The archaeologists recently announced the discovery of a new structure at the top of the tel (an artificial mound formed from the accumulated remains of civilizations that existed on the same site for hundreds or thousands of years) that was notably well-constructed, suggesting its role as a regional administrative center.
“The building was nicely executed, including ashlar stones in the corners and openings,” Faust said in Popular Archaeology. “Hundreds of artifacts were unearthed within the debris, including a wide range of pottery vessels, loom weights, many metal objects, botanical remains, as well as many arrowheads, evidence of the battle which accompanied the conquest of the site by the Assyrians.”
Researchers believe the city was destroyed by King Sennacherib and the Assyrians in 701 BCE.
The ashlar stones, finely cut and squared-off masonry, were the earliest examples of such masonry found in Judah. The structure was built on a deep foundation, indicating a high level of sophistication.
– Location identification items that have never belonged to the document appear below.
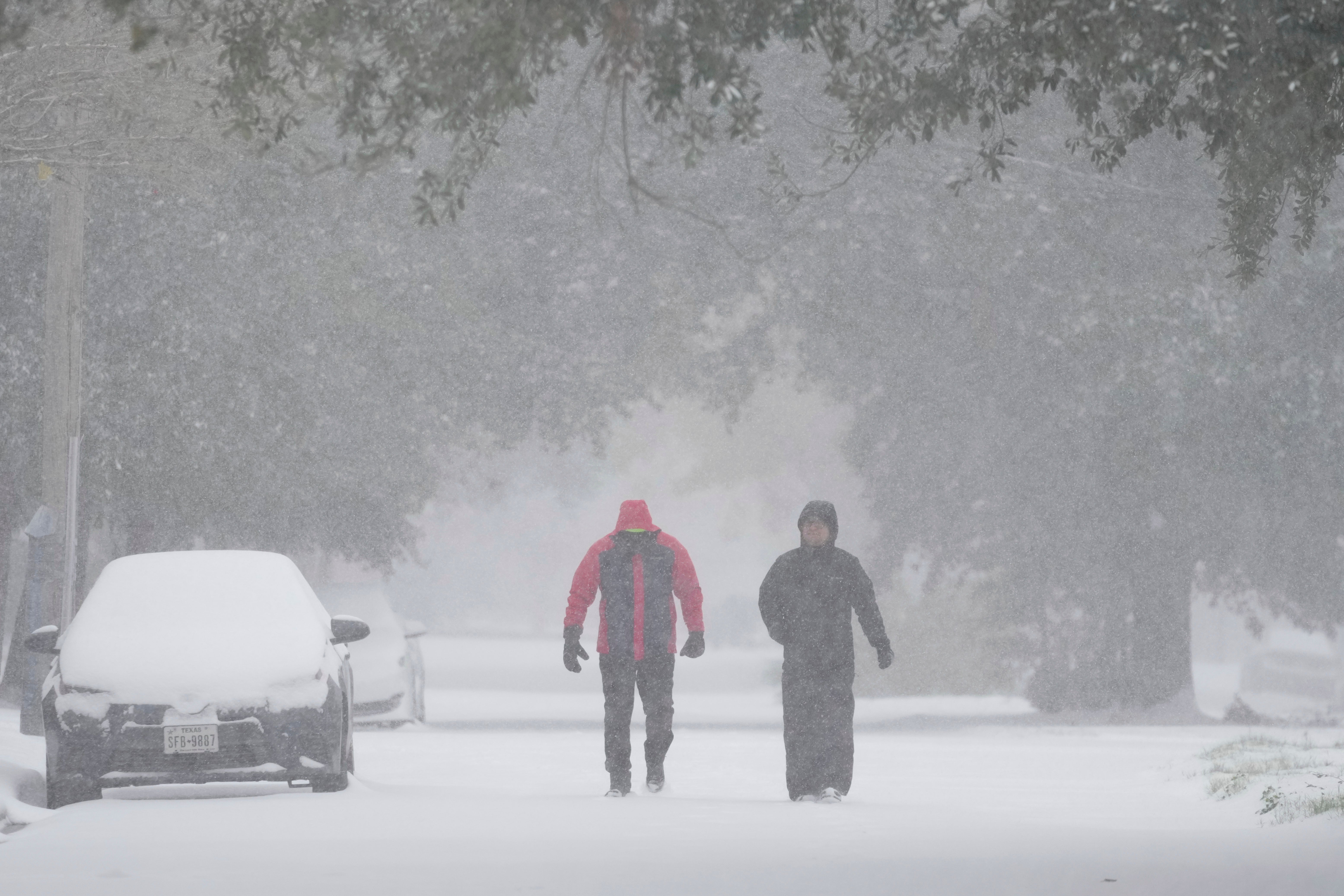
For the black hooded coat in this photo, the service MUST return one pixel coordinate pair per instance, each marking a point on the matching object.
(807, 601)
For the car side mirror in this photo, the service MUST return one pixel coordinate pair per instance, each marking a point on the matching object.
(346, 629)
(44, 640)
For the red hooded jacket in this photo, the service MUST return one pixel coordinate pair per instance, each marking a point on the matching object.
(639, 574)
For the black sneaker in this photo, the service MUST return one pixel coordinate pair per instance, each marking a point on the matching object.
(620, 785)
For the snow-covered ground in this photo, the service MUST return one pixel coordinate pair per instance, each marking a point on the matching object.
(982, 809)
(502, 793)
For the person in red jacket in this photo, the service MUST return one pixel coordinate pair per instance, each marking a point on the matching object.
(639, 569)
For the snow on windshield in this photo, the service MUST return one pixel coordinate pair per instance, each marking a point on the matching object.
(196, 627)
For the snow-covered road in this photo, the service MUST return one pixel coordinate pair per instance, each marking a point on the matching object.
(986, 811)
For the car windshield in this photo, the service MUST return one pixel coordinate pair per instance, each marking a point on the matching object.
(218, 627)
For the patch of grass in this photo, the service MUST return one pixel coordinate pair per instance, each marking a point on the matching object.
(1303, 780)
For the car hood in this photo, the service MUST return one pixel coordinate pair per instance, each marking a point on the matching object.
(199, 628)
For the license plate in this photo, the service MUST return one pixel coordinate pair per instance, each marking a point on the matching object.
(191, 738)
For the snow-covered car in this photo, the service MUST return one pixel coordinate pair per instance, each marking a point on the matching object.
(1285, 683)
(389, 670)
(196, 667)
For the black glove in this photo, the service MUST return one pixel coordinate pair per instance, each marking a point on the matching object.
(573, 649)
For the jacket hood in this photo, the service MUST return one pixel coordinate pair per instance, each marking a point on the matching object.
(635, 515)
(823, 512)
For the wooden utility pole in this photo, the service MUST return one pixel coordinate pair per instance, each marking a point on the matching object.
(61, 366)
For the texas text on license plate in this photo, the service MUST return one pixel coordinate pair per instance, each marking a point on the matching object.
(191, 738)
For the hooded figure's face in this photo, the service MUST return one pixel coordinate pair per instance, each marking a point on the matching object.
(815, 534)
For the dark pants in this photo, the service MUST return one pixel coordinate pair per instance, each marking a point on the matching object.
(654, 678)
(819, 730)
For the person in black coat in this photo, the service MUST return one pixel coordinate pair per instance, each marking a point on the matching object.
(806, 602)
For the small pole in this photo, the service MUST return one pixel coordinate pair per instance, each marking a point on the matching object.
(34, 665)
(68, 594)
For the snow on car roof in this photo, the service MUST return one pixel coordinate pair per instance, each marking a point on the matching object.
(191, 627)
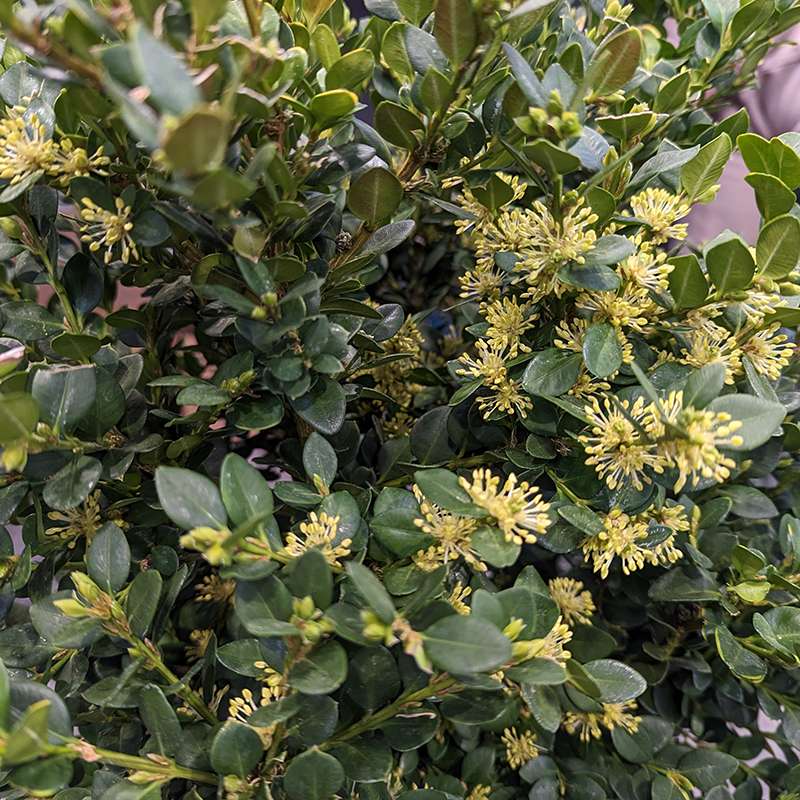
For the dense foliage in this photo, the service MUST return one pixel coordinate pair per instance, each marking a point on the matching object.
(368, 427)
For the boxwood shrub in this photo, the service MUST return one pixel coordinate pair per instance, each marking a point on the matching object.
(370, 426)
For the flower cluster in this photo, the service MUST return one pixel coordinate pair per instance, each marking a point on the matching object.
(632, 442)
(28, 150)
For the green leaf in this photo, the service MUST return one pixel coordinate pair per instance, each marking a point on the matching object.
(463, 645)
(144, 596)
(264, 606)
(610, 249)
(687, 283)
(614, 63)
(198, 140)
(441, 486)
(772, 157)
(313, 775)
(707, 768)
(189, 499)
(351, 70)
(538, 672)
(375, 195)
(456, 30)
(235, 749)
(526, 78)
(430, 439)
(584, 519)
(491, 546)
(319, 458)
(551, 158)
(42, 778)
(773, 196)
(371, 589)
(552, 372)
(760, 418)
(245, 494)
(742, 662)
(312, 576)
(672, 93)
(729, 263)
(640, 747)
(64, 395)
(109, 558)
(72, 484)
(705, 169)
(330, 107)
(617, 681)
(602, 351)
(323, 407)
(778, 247)
(160, 720)
(322, 671)
(704, 385)
(407, 732)
(364, 760)
(170, 85)
(19, 414)
(721, 12)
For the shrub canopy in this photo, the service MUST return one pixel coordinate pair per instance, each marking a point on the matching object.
(535, 527)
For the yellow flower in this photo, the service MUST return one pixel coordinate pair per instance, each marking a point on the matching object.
(520, 747)
(694, 452)
(240, 708)
(574, 603)
(390, 378)
(632, 310)
(25, 147)
(274, 680)
(505, 396)
(319, 532)
(617, 446)
(660, 210)
(482, 282)
(212, 589)
(552, 645)
(508, 321)
(72, 162)
(710, 344)
(457, 598)
(587, 724)
(200, 639)
(81, 522)
(619, 538)
(109, 230)
(518, 509)
(452, 533)
(570, 334)
(647, 270)
(769, 351)
(549, 244)
(489, 364)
While exploring the foundations of the structure, the archaeologists discovered a pottery bowl which they believed was an offering to God as a supplication for protection of the building, something archaeologists have encountered before in more ancient digs. This type of foundation offering enabled the researchers to date the building to Canaanite Bronze Age and early Iron Age, and to the 10th century at the latest.
The researchers were aided by mole rats, burrowing rodents that live in the region. Archaeologists have little idea of what lays underground when they begin digging and many hours of meticulous work may be spent in a fruitless effort. By sifting through the earth brought to the surface by the burrowing rodents, archaeologists can glean clues about what lays below.